E’ ufficiale Bigonzetti prende le redini del Corpo di Ballo della Scala

Mauro Bigonzetti

Mauro Bigonzetti

MILANO. 1 FEB. Non ci sono più dubbi, è ufficiale, Mauro Bigonzetti è il nuovo Direttore del Corpo di Ballo del Teatro alla Scala. Il Sovrintendente Alexander Pereira ne ha informato il consiglio di Amministrazione nella seduta odierna.

Quella di scegliere un coreografo contemporaneo, è stata una decisione su cui il corpo di ballo ha sollevato perplessità in una lettera inviata a Pereira, al cda e al direttore musicale Riccardo Chailly.

Ma questa è stata la risposta della Scala : “Scegliendo il maggior coreografo italiano del nostro tempo, ma anche un artista dalla solida formazione classica il Teatro alla Scala ha inteso sviluppare l’identità artistica del Corpo di Ballo precisandone la collocazione nel panorama internazionale della danza e preservandone al contempo la tradizione e la flessibilità”.

Bigonzetti è nato a Roma, si diploma alla Scuola del Teatro dell’Opera ed entra direttamente nella compagnia della sua città.
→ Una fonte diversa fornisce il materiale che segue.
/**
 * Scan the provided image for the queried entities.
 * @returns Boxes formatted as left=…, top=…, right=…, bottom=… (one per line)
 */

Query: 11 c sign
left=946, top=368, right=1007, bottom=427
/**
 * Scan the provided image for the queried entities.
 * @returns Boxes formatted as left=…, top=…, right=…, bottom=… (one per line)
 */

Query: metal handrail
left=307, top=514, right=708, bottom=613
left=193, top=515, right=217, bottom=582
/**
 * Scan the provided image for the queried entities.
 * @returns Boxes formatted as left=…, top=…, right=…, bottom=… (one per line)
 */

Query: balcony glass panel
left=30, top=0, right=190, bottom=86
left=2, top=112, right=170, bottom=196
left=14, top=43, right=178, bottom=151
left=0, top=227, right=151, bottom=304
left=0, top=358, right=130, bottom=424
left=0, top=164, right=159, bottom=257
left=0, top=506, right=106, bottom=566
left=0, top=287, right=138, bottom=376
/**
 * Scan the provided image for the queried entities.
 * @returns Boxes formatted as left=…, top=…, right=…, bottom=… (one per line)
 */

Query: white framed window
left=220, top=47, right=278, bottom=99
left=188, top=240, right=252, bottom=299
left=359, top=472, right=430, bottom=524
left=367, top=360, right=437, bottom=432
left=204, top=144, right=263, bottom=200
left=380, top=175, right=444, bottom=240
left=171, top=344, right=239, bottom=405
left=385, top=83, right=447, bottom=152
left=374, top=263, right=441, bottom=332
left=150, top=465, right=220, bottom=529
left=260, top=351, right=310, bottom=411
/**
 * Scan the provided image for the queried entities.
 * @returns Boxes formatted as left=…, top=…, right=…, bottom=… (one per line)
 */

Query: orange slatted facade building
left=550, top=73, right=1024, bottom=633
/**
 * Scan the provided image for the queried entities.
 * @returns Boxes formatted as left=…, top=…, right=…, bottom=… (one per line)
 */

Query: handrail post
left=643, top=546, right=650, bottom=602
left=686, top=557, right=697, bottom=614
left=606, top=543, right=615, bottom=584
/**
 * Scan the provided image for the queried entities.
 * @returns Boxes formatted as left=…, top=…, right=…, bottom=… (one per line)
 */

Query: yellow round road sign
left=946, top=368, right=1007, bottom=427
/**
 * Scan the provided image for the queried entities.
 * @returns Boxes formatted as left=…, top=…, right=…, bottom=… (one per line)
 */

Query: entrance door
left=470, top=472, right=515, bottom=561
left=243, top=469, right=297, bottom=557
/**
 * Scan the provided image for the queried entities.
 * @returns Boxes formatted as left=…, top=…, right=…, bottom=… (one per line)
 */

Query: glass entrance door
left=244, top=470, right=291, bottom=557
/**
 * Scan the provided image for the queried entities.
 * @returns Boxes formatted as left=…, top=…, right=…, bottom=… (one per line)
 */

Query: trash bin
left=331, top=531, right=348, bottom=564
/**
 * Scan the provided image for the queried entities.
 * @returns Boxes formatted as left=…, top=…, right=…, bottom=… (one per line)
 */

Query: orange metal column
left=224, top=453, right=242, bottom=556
Dopo 10 anni di attività presso l’Opera di Roma, nella stagione 82-83 entra a far parte dell’Aterballetto sotto la direzione artistica di Amedeo Amodio dove interpreta tutti i ruoli del repertorio della Compagnia . In questo periodo le esperienze più significative sono state le collaborazioni con Alvin Aley, Glen Tetley, William Forsythe, Jennifer Muller ed interpreta anche molti balletti di George Balanchine e Leonide Massine.Nel 1990 crea il suo primo balletto Sei in movimento su musiche di J. S. Bach che debutta al Teatro Sociale di Grassina.
Nella stagione 92-93 lascia l’Aterballetto e diventa coreografo free lance ed è in questo periodo che stringe un’intensa collaborazione con il Balletto di Toscana, fucina in quegli anni di molti coreografi italiani.
In seguito collabora con le più importanti compagnie internazionali e crea balletti per molte compagnie italiane fra cui Balletto Teatro alla Scala di Milano, Opera di Roma, Arena di Verona, Teatro San Carlo di Napoli.

FRANCESCA CAMPONERO


2 Commenti

  1. La risposta della Scala mi fa capire ancora meglio i motivi per cui il grande Vaziev se ne è andato.
    Sono stati anni bellissimi.

  2. francesca camponero dice:

    purtroppo il motivo per cui Vaziev ha abbandonato è lontano da quello che lei immagina,ma non è mio potere rivelarlo.